Catturare il boss non basta.
Affondare il carico non basta.
Bisogna seguire:
banche, società di comodo, intermediari, criptovalute, commerci internazionali, porti, compagnie di trasporto, documenti falsi, professionisti corrotti e reti di riciclaggio.
Perché dietro il terrorismo moderno esiste inevitabilmente una contabilità.
Dietro ogni missile qualcuno paga.
Dietro ogni arma qualcuno trasferisce denaro.
Dietro ogni organizzazione clandestina qualcuno deve trasformare ricchezza illegale in capacità operativa.
È lì che narcotraffico e terrorismo possono incontrarsi.
Ed è qui che cade definitivamente la favola romantica della “resistenza”
Una parte dell’attivismo occidentale continua a interpretare automaticamente tutto ciò che si definisce “resistenza” o “antimperialismo” come una forza di liberazione.
Ma la storia reale è molto più sporca.
Quando un’organizzazione utilizza reti clandestine, riciclaggio, contrabbando o economie criminali per sostenere la propria macchina militare, la retorica rivoluzionaria non cambia la natura dei mezzi utilizzati.
La stessa considerazione vale per una guerriglia marxista.
Vale per un cartello.
Vale per una milizia religiosa.
Vale per qualsiasi governo.
L’etichetta ideologica non purifica il denaro criminale.
La battaglia vera è contro l’ecosistema
La nuova guerra che attraversa America Latina, Stati Uniti, Europa e Medio Oriente deve quindi essere compresa per quello che è:
non soltanto una guerra contro la droga,
non soltanto una guerra contro il terrorismo,
non soltanto una guerra contro i cartelli.
È una battaglia contro l’infrastruttura economica transnazionale che permette a criminalità, organizzazioni armate e terrorismo di trasformare attività illegali in denaro e denaro in potere.
Ed è per questo che nel quadro devono essere inseriti anche Iran, IRGC e Hezbollah.
Non attraverso teorie indimostrate.
Attraverso ciò che è già sufficiente:
documenti finanziari,
inchieste giudiziarie,
sanzioni,
indagini antidroga,
reti di riciclaggio,
operazioni internazionali.
La propaganda cerca sempre una spiegazione semplice.
La realtà è più complessa.
E proprio per questo è più inquietante.
Fonti aggiuntive
FinCEN – 11 maggio 2026: alert sulle reti finanziarie dell’IRGC
Il documento descrive indicatori relativi a contrabbando petrolifero, società di facciata, facilitatori finanziari e asset digitali utilizzati dalle reti dei Guardiani della Rivoluzione.
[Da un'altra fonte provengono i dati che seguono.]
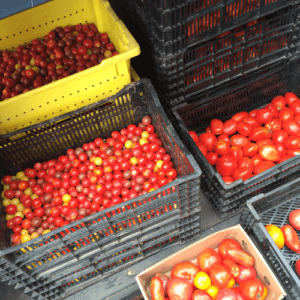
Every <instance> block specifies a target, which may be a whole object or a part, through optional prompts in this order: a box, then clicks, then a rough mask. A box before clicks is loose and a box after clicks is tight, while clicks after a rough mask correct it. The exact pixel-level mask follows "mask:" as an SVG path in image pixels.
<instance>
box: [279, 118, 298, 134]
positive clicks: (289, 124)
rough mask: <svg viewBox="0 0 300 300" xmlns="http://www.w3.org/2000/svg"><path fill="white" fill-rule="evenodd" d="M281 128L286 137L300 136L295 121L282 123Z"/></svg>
mask: <svg viewBox="0 0 300 300" xmlns="http://www.w3.org/2000/svg"><path fill="white" fill-rule="evenodd" d="M282 128H283V130H285V131H286V133H287V134H288V135H293V136H300V124H299V123H297V122H295V121H288V122H284V123H283V125H282Z"/></svg>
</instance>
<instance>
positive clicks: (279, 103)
mask: <svg viewBox="0 0 300 300" xmlns="http://www.w3.org/2000/svg"><path fill="white" fill-rule="evenodd" d="M189 134H190V136H191V137H192V139H193V140H194V142H195V143H196V145H197V146H198V148H199V149H200V151H201V152H202V154H203V155H204V156H205V158H206V159H207V161H208V162H209V163H210V164H211V165H212V166H215V167H216V170H217V172H218V173H219V174H220V175H221V176H222V178H223V180H224V181H225V183H226V184H230V183H232V182H234V181H236V180H239V179H242V180H243V181H245V180H247V179H249V178H251V177H253V176H255V175H257V174H260V173H262V172H264V171H266V170H268V169H269V168H271V167H273V166H275V165H276V164H279V163H281V162H283V161H285V160H288V159H290V158H292V157H294V156H295V155H299V154H300V100H299V98H298V97H297V96H296V95H295V94H293V93H290V92H288V93H286V94H285V96H284V97H283V96H277V97H275V98H274V99H273V100H272V102H271V103H270V104H268V105H266V106H265V107H264V108H261V109H255V110H253V111H251V112H250V113H248V112H245V111H244V112H239V113H237V114H235V115H234V116H233V117H232V118H231V119H230V120H227V121H226V122H224V123H223V122H222V121H221V120H218V119H213V120H212V121H211V123H210V126H209V127H207V128H206V132H205V133H203V134H200V135H199V136H198V135H197V134H196V132H194V131H189Z"/></svg>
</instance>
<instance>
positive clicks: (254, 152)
mask: <svg viewBox="0 0 300 300" xmlns="http://www.w3.org/2000/svg"><path fill="white" fill-rule="evenodd" d="M258 150H259V149H258V146H257V144H253V143H251V144H249V145H247V146H245V147H244V148H243V156H245V157H250V158H251V157H253V156H255V155H256V154H257V153H258Z"/></svg>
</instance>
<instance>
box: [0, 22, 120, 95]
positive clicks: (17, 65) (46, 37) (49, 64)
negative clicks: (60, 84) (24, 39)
mask: <svg viewBox="0 0 300 300" xmlns="http://www.w3.org/2000/svg"><path fill="white" fill-rule="evenodd" d="M117 54H118V52H117V51H116V49H115V46H114V44H113V43H111V42H110V40H109V37H108V35H107V33H100V32H99V31H98V29H97V27H96V26H95V24H94V23H91V24H87V23H86V24H83V25H81V24H77V25H75V26H65V27H56V28H55V30H53V31H50V32H49V33H48V34H47V35H46V36H44V37H43V38H42V39H35V40H33V41H32V42H31V43H27V44H26V45H24V46H18V47H17V50H16V51H15V52H12V51H0V95H1V96H0V100H5V99H9V98H11V97H14V96H17V95H19V94H21V93H25V92H28V91H30V90H32V89H35V88H38V87H41V86H43V85H45V84H48V83H50V82H53V81H56V80H59V79H62V78H64V77H67V76H69V75H72V74H74V73H78V72H81V71H83V70H85V69H88V68H91V67H93V66H95V65H98V64H100V63H101V62H102V60H104V59H107V58H110V57H112V56H115V55H117Z"/></svg>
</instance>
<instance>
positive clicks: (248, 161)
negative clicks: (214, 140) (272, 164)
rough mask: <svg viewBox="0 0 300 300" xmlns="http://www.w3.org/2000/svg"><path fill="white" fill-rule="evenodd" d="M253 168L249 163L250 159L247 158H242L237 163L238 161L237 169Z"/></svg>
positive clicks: (242, 157) (252, 164)
mask: <svg viewBox="0 0 300 300" xmlns="http://www.w3.org/2000/svg"><path fill="white" fill-rule="evenodd" d="M251 167H252V168H253V167H254V166H253V162H252V161H251V159H250V158H249V157H242V158H241V159H240V160H239V161H238V168H251Z"/></svg>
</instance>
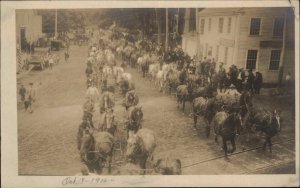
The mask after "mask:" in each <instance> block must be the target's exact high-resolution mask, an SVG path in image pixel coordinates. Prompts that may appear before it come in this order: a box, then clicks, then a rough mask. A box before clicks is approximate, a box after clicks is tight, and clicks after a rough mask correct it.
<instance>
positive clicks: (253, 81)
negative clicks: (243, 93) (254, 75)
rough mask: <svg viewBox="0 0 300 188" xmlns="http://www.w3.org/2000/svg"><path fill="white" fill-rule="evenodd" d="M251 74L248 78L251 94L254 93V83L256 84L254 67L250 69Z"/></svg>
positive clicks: (248, 75)
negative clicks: (253, 89)
mask: <svg viewBox="0 0 300 188" xmlns="http://www.w3.org/2000/svg"><path fill="white" fill-rule="evenodd" d="M248 72H249V75H248V79H247V86H248V87H247V89H248V91H251V94H253V84H254V74H253V72H252V69H249V71H248Z"/></svg>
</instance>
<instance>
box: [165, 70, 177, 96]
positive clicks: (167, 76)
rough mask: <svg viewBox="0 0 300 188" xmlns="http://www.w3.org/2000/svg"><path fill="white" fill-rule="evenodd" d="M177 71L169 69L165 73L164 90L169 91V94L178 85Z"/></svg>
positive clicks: (176, 87) (170, 92)
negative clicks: (165, 86)
mask: <svg viewBox="0 0 300 188" xmlns="http://www.w3.org/2000/svg"><path fill="white" fill-rule="evenodd" d="M179 74H180V73H179V71H177V70H175V69H170V70H169V71H168V73H167V75H166V76H167V77H166V87H167V88H166V89H167V90H169V93H172V92H173V91H176V88H177V86H178V85H179V84H180V82H179Z"/></svg>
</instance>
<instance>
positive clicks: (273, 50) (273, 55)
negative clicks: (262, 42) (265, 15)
mask: <svg viewBox="0 0 300 188" xmlns="http://www.w3.org/2000/svg"><path fill="white" fill-rule="evenodd" d="M280 54H281V50H272V51H271V58H270V66H269V70H279V63H280Z"/></svg>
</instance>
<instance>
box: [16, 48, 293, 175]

Congressional Research Service – Iran’s Foreign and Defense Policies
Ricostruzione aggiornata della politica iraniana, della relazione con Hezbollah e delle preoccupazioni statunitensi riguardanti IRGC-QF e Hezbollah in America Latina.
U.S. Department of Justice – Hezbollah associates, narcotics proceeds and arms trafficking
Procedimento relativo a una rete accusata di riciclaggio di proventi della droga e contatti per traffici di cocaina, armi e munizioni.
U.S. Department of State – Rewards for Justice: Hezbollah Financial Network in the Tri-Border Area
Documentazione sulla rete finanziaria attribuita a Hezbollah nella zona Argentina-Brasile-Paraguay.
U.S. Code / Hezbollah International Financing Prevention Act
Documentazione ufficiale sul rapporto Iran–Forza Quds–Hezbollah e sul caso Ayman Joumaa.
U.S. Department of Justice – Hezbollah Financing and Narcoterrorism Team
Documentazione sulle attività giudiziarie statunitensi contro le reti finanziarie e criminali associate a Hezbollah.